"I've always loved him--and I want to thank you, Mr. Brainard," she said with her simple directness. And before Larry could make response of any kind, she shifted the subject.
"I really came in to see you on business, Mr. Brainard. I hope I made my attitude toward you clear enough last night. If I did not, let me say now that I think you have made good in every particular--and that I trust you in every particular. What I wished especially to say now," she went on briskly, giving Larry no chance to stammer out his appreciation, "is that I wish to go ahead without any delay with your proposition for developing the Sherwood properties in New York City which we discussed some time ago. A former objection you raised is now removed: you are cleared, and are free to work in the open. I want you to take charge of affairs, with Dick working beside you. I think it will be Dick's big chance. I've talked it over with him this morning, and he's eager for the arrangement. I hope you are not going to refuse the offer this time."
"I can't--not such an offer as that," Larry said huskily. "But, Miss Sherwood, I didn't expect--"
"Then it's settled," she interrupted with her brisk tone. "There'll be a lot of details, but we'll have plenty of time to talk them over later." She stood up. "There are some changes here at Cedar Crest which I want begun at once and which I want you to supervise. If you don't mind we'll look things over now."
He followed beside her along the curving, graveled walks. She headed toward the cliff, but he had no idea where she was leading until a sharp turn brought them almost upon the low cottage which these last few weeks had been Joe Ellison's home.

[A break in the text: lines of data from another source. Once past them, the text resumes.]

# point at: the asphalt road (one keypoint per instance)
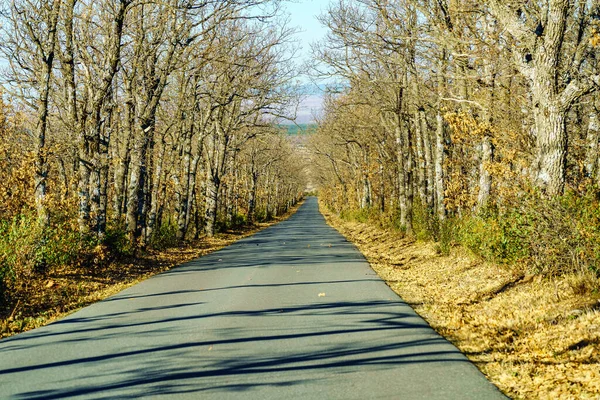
(292, 312)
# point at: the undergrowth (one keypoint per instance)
(540, 235)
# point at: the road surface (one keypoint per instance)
(294, 311)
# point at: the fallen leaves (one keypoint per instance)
(534, 338)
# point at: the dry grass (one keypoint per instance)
(42, 300)
(535, 338)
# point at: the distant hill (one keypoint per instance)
(300, 129)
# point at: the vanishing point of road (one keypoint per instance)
(294, 311)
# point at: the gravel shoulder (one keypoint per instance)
(533, 337)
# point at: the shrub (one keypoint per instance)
(164, 237)
(552, 236)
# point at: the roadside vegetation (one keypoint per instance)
(129, 129)
(461, 153)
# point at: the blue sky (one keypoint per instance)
(303, 15)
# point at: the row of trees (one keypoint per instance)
(147, 114)
(458, 106)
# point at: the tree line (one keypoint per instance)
(143, 116)
(463, 109)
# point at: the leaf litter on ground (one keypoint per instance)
(534, 337)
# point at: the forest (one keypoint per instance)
(458, 147)
(467, 122)
(129, 125)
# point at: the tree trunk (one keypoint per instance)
(592, 154)
(212, 197)
(551, 146)
(440, 134)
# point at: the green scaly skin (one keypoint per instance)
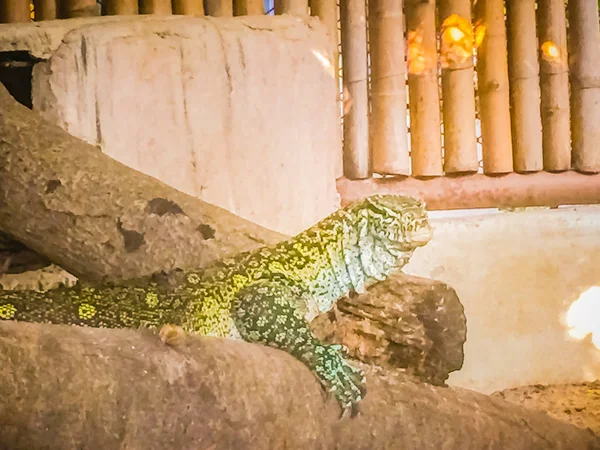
(266, 296)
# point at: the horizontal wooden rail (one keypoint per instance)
(483, 191)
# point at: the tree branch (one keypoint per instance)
(72, 387)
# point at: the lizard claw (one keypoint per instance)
(346, 383)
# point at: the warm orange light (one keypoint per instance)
(550, 51)
(480, 30)
(583, 316)
(455, 34)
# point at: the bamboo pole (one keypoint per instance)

"Here is where we start our changes," said the business-like Miss Sherwood. "The door's open, so we might as well go right in."
They stepped into a tiny entry, and from thence into a little sitting- room. The room was filled with cut flowers, but Larry did not even see them. For as they entered, Maggie sprang up, startled, from a chair, and, whiter than she had been before in all her life, gazed at him as if she wanted to run away. She stood trembling and slender in a linen frock of most simple and graceful lines. It was Miss Sherwood's frock, though Larry did not know this; already it had been decided that all those showy Grantham gowns were never to be worn again.
Once more Miss Sherwood came to the rescue of a stupendous situation, just as her tact had rescued a situation too great for words the night before.